Queste parole non si riferiscono a una mancata accoglienza di un inesistente "Gesù Migrante", ma alla mancata accoglienza del suo annuncio. Infatti Gesù morì crocifisso. Si riferisce cioè alla fede cristiana.
Gesù non venne nel mondo per sponsorizzare la caotica politica migratoria oggi auspicata dai globalisti, ma venne per annunciare che Dio si è fatto uomo ed è presente in mezzo a noi per sconfiggere il male e la morte.

Nota di BastaBugie: Massimo Viglione nell'articolo seguente dal titolo "Pensierino liberatorio per Natale" chiarisce una volta per tutte alcune questioni sulla Sacra Famiglia.

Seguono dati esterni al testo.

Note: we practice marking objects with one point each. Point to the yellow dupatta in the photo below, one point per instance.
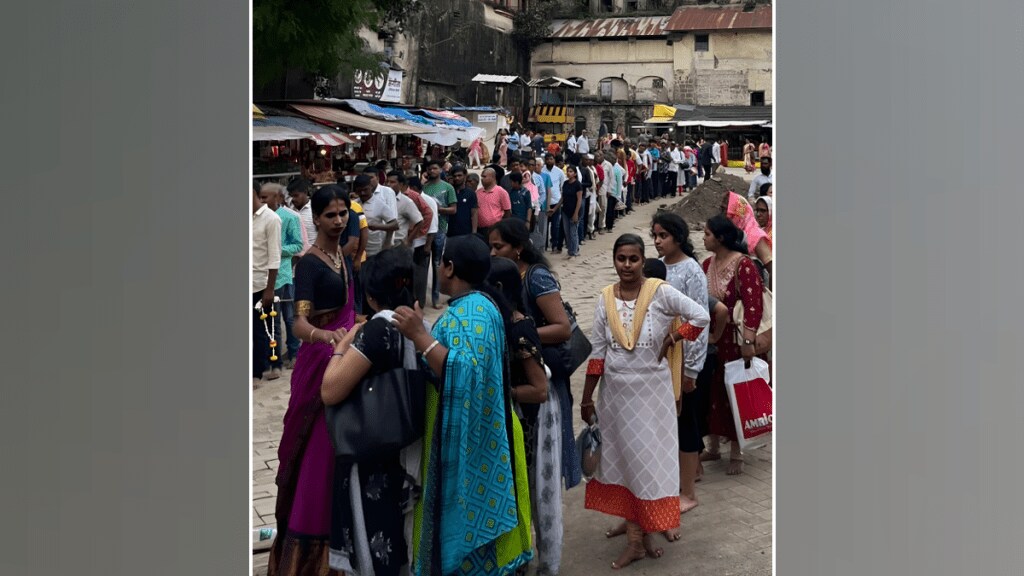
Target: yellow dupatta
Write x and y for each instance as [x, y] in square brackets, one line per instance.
[628, 341]
[644, 298]
[675, 358]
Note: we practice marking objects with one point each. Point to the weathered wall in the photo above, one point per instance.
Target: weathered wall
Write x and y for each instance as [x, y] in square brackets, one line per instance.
[633, 65]
[735, 65]
[459, 39]
[616, 117]
[449, 43]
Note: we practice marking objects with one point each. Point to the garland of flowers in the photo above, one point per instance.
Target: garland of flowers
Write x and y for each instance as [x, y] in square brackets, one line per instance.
[270, 330]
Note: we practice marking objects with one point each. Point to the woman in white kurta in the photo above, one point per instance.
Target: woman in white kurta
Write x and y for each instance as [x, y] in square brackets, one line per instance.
[638, 475]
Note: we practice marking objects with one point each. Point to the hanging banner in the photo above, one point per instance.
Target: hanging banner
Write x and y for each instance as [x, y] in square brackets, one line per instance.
[380, 87]
[392, 90]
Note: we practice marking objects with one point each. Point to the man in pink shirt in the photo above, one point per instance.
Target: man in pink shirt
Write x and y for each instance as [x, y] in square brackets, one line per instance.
[493, 203]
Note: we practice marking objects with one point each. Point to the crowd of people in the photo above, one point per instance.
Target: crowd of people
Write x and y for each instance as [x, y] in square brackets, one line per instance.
[343, 271]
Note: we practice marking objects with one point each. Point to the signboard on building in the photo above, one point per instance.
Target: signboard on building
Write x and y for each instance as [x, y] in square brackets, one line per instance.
[381, 87]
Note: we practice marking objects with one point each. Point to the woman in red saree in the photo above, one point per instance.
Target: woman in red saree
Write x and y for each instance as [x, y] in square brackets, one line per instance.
[749, 163]
[758, 242]
[732, 278]
[324, 315]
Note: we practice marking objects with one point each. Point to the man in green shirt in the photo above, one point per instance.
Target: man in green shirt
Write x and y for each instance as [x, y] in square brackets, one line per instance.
[291, 244]
[448, 204]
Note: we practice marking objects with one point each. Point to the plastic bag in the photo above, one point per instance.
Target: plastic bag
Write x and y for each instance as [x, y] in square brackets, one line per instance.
[589, 448]
[751, 400]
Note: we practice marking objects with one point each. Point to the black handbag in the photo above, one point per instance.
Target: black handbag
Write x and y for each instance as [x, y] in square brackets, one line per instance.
[578, 348]
[384, 413]
[570, 354]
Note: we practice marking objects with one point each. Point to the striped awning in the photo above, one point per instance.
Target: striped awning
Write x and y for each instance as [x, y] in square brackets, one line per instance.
[344, 118]
[332, 138]
[551, 115]
[293, 128]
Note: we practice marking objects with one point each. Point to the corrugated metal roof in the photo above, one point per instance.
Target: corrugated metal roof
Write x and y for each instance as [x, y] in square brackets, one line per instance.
[735, 113]
[696, 18]
[605, 28]
[345, 118]
[552, 82]
[496, 79]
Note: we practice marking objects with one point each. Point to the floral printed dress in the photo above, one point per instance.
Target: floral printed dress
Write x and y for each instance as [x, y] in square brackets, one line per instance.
[371, 496]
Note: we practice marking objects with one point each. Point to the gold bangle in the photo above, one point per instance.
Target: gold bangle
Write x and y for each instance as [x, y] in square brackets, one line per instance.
[430, 348]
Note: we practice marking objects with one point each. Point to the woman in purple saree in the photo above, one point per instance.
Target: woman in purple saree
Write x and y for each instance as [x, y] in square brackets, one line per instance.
[324, 314]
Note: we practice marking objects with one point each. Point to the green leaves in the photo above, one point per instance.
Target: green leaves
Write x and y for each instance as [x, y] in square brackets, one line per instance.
[321, 37]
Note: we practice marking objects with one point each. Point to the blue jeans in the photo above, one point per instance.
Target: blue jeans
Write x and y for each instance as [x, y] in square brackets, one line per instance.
[556, 230]
[571, 234]
[286, 316]
[435, 262]
[582, 227]
[540, 235]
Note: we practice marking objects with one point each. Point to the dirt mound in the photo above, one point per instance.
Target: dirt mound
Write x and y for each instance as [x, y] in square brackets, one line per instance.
[706, 201]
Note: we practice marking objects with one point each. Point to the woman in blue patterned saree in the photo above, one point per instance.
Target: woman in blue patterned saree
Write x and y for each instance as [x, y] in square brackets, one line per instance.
[473, 517]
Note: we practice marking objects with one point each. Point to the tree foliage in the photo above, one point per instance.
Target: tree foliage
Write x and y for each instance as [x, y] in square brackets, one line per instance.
[321, 37]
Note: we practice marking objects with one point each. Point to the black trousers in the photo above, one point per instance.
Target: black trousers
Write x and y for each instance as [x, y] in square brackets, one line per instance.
[609, 216]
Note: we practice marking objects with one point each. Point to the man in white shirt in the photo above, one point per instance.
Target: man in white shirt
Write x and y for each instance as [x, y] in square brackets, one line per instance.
[382, 218]
[420, 279]
[674, 169]
[591, 204]
[644, 167]
[570, 147]
[555, 204]
[386, 194]
[266, 261]
[583, 145]
[606, 169]
[410, 218]
[716, 156]
[766, 176]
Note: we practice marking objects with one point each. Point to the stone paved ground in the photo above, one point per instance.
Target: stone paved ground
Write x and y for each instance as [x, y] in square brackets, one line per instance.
[730, 533]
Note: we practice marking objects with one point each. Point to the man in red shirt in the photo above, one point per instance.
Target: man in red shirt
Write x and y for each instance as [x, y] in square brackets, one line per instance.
[493, 203]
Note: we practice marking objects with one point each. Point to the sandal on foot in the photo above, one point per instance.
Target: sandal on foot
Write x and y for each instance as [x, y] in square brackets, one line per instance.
[616, 531]
[710, 456]
[735, 467]
[649, 548]
[636, 549]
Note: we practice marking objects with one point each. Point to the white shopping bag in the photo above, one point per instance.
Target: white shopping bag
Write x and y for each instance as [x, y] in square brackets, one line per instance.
[751, 399]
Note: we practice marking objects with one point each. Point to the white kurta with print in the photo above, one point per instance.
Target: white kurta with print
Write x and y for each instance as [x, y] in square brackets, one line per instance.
[636, 409]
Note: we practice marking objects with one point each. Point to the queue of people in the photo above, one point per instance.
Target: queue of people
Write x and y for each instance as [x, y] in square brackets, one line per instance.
[475, 493]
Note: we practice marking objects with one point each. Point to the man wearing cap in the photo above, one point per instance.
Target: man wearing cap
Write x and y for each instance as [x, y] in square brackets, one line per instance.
[591, 202]
[570, 150]
[764, 177]
[583, 145]
[539, 236]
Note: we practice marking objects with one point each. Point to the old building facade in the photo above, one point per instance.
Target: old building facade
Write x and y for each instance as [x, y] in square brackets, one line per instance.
[699, 55]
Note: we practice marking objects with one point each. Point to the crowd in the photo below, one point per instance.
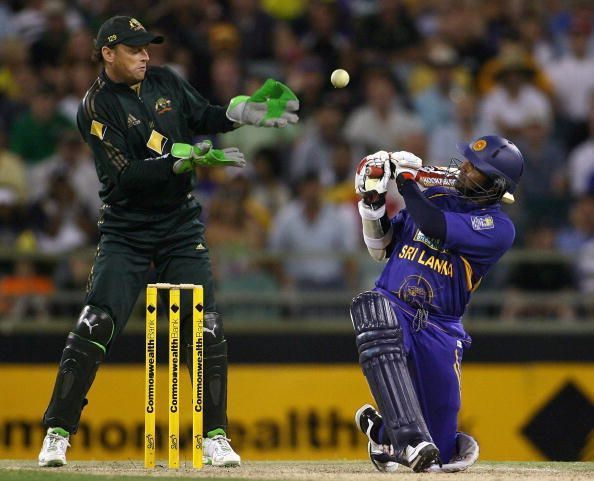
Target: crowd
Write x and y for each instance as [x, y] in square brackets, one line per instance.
[424, 75]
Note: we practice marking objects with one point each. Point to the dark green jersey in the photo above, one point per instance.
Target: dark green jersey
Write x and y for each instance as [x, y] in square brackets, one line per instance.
[131, 132]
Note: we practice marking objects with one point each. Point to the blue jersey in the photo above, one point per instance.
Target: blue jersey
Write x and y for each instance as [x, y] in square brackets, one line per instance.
[439, 276]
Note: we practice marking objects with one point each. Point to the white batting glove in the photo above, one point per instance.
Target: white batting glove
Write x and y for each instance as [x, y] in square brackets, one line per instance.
[406, 162]
[372, 176]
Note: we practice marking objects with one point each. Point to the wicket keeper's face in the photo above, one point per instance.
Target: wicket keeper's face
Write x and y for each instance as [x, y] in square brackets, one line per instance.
[126, 63]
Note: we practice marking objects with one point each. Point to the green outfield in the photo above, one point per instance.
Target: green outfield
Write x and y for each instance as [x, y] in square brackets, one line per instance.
[283, 470]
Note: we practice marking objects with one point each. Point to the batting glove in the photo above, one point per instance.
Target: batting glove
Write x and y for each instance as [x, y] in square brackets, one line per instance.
[371, 178]
[406, 162]
[189, 156]
[272, 105]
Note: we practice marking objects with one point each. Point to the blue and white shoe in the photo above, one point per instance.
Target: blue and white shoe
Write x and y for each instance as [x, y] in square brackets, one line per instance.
[218, 452]
[53, 450]
[381, 455]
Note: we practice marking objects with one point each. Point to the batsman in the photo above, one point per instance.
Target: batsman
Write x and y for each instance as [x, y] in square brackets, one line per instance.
[409, 331]
[139, 122]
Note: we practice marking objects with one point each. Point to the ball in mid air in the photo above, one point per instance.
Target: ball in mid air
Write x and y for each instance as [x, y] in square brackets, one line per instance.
[340, 78]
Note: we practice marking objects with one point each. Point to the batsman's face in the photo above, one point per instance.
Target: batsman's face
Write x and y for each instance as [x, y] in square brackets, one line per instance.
[126, 63]
[470, 178]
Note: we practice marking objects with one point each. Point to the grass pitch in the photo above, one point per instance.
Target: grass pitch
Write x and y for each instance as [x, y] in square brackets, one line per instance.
[289, 471]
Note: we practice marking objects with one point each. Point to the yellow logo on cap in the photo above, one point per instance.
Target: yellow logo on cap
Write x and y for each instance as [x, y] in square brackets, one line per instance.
[479, 145]
[136, 25]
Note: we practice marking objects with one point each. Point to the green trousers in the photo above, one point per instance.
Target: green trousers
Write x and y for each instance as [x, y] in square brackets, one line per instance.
[173, 242]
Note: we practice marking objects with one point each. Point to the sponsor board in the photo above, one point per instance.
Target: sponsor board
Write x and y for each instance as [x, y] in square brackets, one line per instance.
[305, 411]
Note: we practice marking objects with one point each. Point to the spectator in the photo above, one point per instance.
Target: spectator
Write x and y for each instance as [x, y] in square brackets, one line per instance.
[581, 160]
[24, 293]
[543, 194]
[573, 80]
[435, 104]
[12, 173]
[466, 126]
[340, 192]
[314, 151]
[308, 78]
[226, 77]
[381, 122]
[35, 134]
[255, 29]
[570, 239]
[80, 76]
[507, 109]
[310, 236]
[323, 36]
[268, 188]
[49, 48]
[546, 278]
[12, 217]
[73, 160]
[62, 221]
[387, 33]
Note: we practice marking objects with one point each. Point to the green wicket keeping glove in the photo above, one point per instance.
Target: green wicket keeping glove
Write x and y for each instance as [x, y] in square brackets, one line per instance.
[272, 105]
[203, 154]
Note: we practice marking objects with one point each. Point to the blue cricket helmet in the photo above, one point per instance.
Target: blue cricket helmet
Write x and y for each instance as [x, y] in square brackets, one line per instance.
[497, 158]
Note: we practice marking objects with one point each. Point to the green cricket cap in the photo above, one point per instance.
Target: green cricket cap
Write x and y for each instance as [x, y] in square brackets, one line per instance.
[126, 30]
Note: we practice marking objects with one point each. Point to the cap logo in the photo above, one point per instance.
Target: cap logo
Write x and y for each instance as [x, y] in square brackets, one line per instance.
[136, 25]
[479, 145]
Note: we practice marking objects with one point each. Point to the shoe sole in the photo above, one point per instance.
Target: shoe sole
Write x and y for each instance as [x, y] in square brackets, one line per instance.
[358, 416]
[232, 464]
[53, 463]
[427, 456]
[387, 467]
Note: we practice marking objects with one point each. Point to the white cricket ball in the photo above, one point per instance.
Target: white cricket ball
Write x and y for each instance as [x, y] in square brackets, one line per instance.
[340, 78]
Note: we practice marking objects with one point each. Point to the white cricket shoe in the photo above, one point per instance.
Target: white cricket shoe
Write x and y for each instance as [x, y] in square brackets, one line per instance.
[218, 452]
[422, 456]
[53, 451]
[381, 455]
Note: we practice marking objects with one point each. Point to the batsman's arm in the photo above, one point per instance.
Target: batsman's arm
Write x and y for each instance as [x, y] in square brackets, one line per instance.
[429, 218]
[101, 130]
[377, 230]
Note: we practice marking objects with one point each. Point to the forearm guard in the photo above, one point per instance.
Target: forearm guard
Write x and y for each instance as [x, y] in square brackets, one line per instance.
[377, 230]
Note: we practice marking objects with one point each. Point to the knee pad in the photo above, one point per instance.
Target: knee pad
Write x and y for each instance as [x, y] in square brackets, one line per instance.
[80, 360]
[382, 358]
[95, 325]
[215, 372]
[377, 327]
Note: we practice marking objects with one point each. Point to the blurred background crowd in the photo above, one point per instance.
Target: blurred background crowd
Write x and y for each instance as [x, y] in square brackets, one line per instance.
[284, 232]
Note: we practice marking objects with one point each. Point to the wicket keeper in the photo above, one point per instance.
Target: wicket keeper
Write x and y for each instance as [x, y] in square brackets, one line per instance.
[409, 331]
[138, 120]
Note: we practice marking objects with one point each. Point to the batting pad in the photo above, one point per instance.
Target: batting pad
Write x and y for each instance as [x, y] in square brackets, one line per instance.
[383, 361]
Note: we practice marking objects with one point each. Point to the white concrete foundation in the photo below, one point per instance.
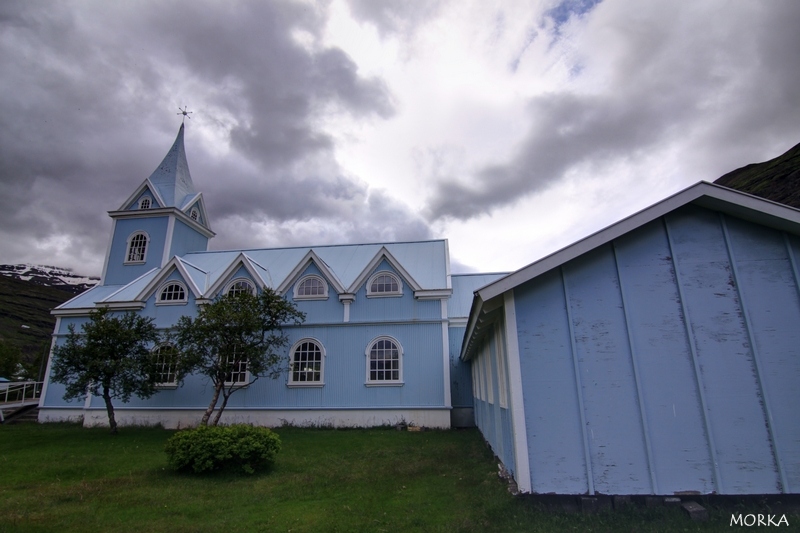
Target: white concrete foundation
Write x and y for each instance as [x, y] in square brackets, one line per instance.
[181, 418]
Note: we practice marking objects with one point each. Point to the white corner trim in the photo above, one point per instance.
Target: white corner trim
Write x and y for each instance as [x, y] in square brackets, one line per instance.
[446, 355]
[168, 241]
[523, 469]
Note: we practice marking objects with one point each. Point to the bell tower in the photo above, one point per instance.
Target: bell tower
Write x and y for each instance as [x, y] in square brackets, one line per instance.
[164, 217]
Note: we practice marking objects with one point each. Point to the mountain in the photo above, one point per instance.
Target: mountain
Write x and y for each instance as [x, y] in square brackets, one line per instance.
[777, 179]
[49, 276]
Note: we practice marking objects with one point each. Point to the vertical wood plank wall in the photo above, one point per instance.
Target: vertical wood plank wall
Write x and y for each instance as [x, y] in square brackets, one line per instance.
[678, 345]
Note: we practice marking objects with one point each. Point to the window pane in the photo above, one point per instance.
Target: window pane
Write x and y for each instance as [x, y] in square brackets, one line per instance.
[307, 363]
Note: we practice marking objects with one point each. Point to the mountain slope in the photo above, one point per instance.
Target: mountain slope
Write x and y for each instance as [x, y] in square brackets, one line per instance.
[777, 179]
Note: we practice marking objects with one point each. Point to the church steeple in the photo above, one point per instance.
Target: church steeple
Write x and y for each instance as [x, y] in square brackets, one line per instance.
[164, 217]
[172, 179]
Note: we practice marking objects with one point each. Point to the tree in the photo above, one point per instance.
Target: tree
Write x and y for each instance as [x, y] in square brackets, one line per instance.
[235, 340]
[110, 357]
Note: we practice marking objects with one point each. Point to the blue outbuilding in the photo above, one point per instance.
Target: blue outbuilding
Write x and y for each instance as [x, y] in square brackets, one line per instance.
[660, 355]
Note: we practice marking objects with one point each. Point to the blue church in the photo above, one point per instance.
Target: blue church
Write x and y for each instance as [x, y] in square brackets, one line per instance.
[660, 355]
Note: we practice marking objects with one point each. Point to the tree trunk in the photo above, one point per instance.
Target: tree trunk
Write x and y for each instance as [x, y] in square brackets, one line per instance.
[112, 423]
[210, 409]
[221, 407]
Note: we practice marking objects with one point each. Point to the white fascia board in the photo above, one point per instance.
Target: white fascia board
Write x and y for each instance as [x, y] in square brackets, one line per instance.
[173, 264]
[150, 213]
[704, 194]
[433, 294]
[297, 271]
[77, 311]
[146, 184]
[121, 306]
[383, 253]
[240, 260]
[198, 199]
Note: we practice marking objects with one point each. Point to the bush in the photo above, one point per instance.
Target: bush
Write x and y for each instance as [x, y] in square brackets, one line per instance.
[209, 448]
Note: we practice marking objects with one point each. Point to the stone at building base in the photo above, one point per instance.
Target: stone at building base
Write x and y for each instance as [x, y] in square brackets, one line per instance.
[696, 512]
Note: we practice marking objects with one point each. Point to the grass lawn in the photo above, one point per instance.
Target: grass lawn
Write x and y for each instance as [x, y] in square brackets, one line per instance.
[62, 477]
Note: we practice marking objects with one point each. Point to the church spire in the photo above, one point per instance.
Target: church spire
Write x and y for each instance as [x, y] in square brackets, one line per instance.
[172, 178]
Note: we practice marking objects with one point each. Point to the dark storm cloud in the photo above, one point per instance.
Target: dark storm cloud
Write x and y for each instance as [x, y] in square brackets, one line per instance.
[722, 82]
[88, 98]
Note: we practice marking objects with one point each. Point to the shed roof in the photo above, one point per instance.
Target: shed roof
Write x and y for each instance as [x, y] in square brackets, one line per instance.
[704, 194]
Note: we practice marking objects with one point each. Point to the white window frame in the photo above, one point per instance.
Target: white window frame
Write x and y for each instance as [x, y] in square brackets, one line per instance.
[246, 281]
[384, 294]
[296, 346]
[385, 382]
[156, 352]
[246, 380]
[129, 248]
[323, 296]
[164, 286]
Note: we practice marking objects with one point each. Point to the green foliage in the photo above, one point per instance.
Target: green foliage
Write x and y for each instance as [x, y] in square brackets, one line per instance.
[230, 331]
[109, 358]
[210, 448]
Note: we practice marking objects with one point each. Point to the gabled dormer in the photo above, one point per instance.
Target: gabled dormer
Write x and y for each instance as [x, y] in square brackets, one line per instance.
[162, 218]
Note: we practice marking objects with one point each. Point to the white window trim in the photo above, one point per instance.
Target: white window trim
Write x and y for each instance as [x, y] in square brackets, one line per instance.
[242, 384]
[323, 296]
[385, 383]
[165, 384]
[391, 294]
[128, 248]
[238, 280]
[166, 284]
[305, 384]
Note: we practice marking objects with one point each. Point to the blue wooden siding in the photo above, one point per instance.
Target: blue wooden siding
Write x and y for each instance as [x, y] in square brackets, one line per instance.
[678, 346]
[318, 311]
[393, 308]
[186, 239]
[344, 375]
[119, 273]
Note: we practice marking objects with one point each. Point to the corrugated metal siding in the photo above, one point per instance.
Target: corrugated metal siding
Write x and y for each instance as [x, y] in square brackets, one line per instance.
[491, 417]
[680, 354]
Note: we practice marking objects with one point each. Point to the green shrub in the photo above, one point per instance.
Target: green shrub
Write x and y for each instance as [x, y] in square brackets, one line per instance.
[209, 448]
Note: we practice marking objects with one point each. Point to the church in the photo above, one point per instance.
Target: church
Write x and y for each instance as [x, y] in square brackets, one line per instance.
[660, 355]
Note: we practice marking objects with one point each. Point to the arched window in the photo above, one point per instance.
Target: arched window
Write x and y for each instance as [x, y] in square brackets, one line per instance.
[307, 363]
[236, 370]
[240, 286]
[166, 361]
[172, 293]
[384, 284]
[137, 248]
[311, 288]
[384, 362]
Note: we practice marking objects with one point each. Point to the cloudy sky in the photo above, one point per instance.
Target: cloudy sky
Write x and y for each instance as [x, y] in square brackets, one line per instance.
[510, 128]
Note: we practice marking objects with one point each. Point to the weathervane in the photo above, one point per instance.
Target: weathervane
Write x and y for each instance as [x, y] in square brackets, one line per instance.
[184, 113]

Ecco l'articolo completo pubblicato su Confederazione Triarii il novembre dicembre 2018:
Allora, chiariamo una volta per tutte:
1) Giuseppe e Maria e dovettero fuggire dalla loro patria per salvare Gesù appena nato, in quanto era già ricercato per essere ucciso: infatti, avvenne la strage degli innocenti;
2) Giuseppe partì solo perché così gli fu ordinato da un angelo;
3) Partirono loro tre, nel perfetto silenzio, da soli, perché realmente necessitati da motivazione suprema;
4) non chiesero aiuto a nessuno: non vi furono organizzazioni internazionali a portarli, non vi erano leggi o Stati dalla loro parte;
5) pertanto, non invasero nessuno, essendo in tre, nel silenzio, in umiltà, non rivendicando nulla, ma solo obbedendo;
6) Nessuno si arricchì per la loro fuga: né ong, né ONU, né parrocchie e Chiesa, né sindaci, né pariti, né movimenti, né mafia o criminalità organizzata;
7) Per Giuseppe e Maria questa fu una durissima prova, che vissero con perfetta abnegazione e obbedienza, ma in certissima sofferenza personale e familiare; se fosse dipeso da loro, mai e poi mai avrebbero lasciato casa e patria;
8) Infatti, non appena un angelo comunicò a Giuseppe la morte di Erode, e quindi la possibilità di tornare in patria, immediatamente tornarono in patria, nel silenzio così come erano venuti: per loro era la più grande gioia, poter tornare a casa;
9) Nel periodo che vissero in Egitto, lo fecero nel silenzio e nell'umiltà, vivendo del loro lavoro, non imponendo nulla a nessuno ma facendosi amare dalle persone straniere;
10) tornati a casa, vissero in preghiera, lavoro, silenzio e umiltà. E, ovviamente, nella carità. Se oggi sappiamo questa storia, è solo perché così ha voluto Colui che ha ispirato i Vangeli, al fine dell'insegnamento della pazienza, della sopportazione umile e silenziosa delle sofferenze personali, della valorizzazione del significato della croce. E per conforto a tutti coloro che realmente, senza colpa, sono costretti all'esilio.
Vi fu la "fuga in Egitto", non i "profughi in Egitto".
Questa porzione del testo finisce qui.